While working on some cloud topics I dig deeper in some core elements of cloud computing. One core element is the reflection on economical questions.
When thinking about it, it became clear that there are mainly to perspectives, a macro and a micro perspective. Both needs to be taken in account when trying to understand the economical side of the cloud.
The Macro Perspective
In its essence you can perceive the whole cloud computing area as a mainly economical topic. You may reject this statement and come up with quite a lot technical topics, that make cloud computing great. That can be things like high availability, geo redundance, elastic and flexible scaling of resources, accessibility from anywhere, availability of virtually any technology on short notice.
All those come true, definitely. But all those can be accomplished with your infrastructure as well. Surely, there is huge innovation provided by the big players in the cloud computing market, especially the IaaS (Infrastructure as a Service). But most of this is related to the massive scaling needed to provide services to thousands of customers.
Don’t get me wrong here, cloud computing will be a major corner pillar for information technology. It has started and it is growing.
But while looking from a technological perspective you can achieve all that benefits within in your own IT facilities, you will run into major issues. Most of that issues will be technology related, but can be overcome with enough budget and the right people.
Now that is why the cloud is in its essence an economical questions. You may not have enough budget and the right people. Economical reasons will prevent you from building the needed technology, economical reasons will also prevent you from finding the right people, build the right teams and give them the freedom to stack up all the needed knowhow. It is simply not economical to do this all alone.
Secondly to be able to scale as needed you need to have enough resources, Again a lot of costs to have on the list.

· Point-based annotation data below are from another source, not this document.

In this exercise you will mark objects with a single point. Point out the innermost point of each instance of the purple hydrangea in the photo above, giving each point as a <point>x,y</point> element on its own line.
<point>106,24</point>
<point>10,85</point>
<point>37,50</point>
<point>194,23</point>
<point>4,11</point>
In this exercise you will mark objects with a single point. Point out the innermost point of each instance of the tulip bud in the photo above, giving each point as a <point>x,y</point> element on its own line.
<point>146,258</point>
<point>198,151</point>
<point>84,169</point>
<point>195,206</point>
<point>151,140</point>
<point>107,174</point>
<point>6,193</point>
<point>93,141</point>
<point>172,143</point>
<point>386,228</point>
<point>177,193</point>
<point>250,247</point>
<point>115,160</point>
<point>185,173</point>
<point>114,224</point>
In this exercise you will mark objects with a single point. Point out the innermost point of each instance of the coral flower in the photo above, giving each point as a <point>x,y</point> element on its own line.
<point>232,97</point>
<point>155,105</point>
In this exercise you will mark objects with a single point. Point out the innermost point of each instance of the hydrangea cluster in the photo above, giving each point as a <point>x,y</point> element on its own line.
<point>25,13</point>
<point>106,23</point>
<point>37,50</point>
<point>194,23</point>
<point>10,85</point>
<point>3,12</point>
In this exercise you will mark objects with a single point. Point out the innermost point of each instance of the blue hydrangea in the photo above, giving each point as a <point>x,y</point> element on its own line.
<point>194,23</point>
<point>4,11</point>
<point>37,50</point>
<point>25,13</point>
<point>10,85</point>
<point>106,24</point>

The big players spread that costs over a lot of customers. Massive scaling.
The Micro Perspective
When evaluating the deployment of workloads in the cloud, often the question is whether a company should stay on-premises or should go into the cloud.
Now while this simplified macro view is not really difficult to understand, people often narrow down their decision whether to go for the cloud or not, mainly on economical reasons. Fine so far, but what we often see is that they miss a lot of important factors.
During the process this is the used perspective, so people tend to compare costs for running workloads in the cloud or on their own servers. Very often the result indicates the cloud might be much more expensive.
How can that be?
When a cloud provider sets the price tag, this includes everything needed to run for example a server instance. This includes costs for IT, facilities, management and perimeter costs.
- IT costs are mostly related to hardware, software, installation, power consumption, networking and peripherals.
- Facility cost include housing, racks, ventilation and air conditioning, emergency power supply, fire protection, building, property, etc. And all that needs to be maintained and from time to time it needs to get cleaned.
- Management involves all aspects of running your systems, maintain and operate it.
- And the there are still more costs, what I call perimeter costs. Personell, that is not directly involved in the service, but is needed, like security personell, you need insurances, parking space for staff etc.
This are all factors, that are included in the price of an instance by the cloud provider of your choice.
Now for comparison people calculate prices for running instances on their own. Usually here costs for IT is included, but usually only for hardware and software. If you need some new periphereal hardware like networking equipment, it is included as well. Power consumption is also part of the equation. But usually thats it. All the other factors are seldom taken into consideration. Just because it is already there. You already have a building, you have rooms, you have ventilation, you have a security guy, the building is already getting cleaned by somebody, and your networking and perimeter supplies are also already there.
From this perspective the cloud often seems to be more expensive, but only because you exclude a lot of factors from the equation.
So in the essence, most IT managers have the micro perspective on their radar, but does not reflect all the factors.
Another reason is that often only a small piece is evaluated, but the real value comes clear, when you look at the whole picture. You will not reach a critical mass, when you evaluate each application on its own.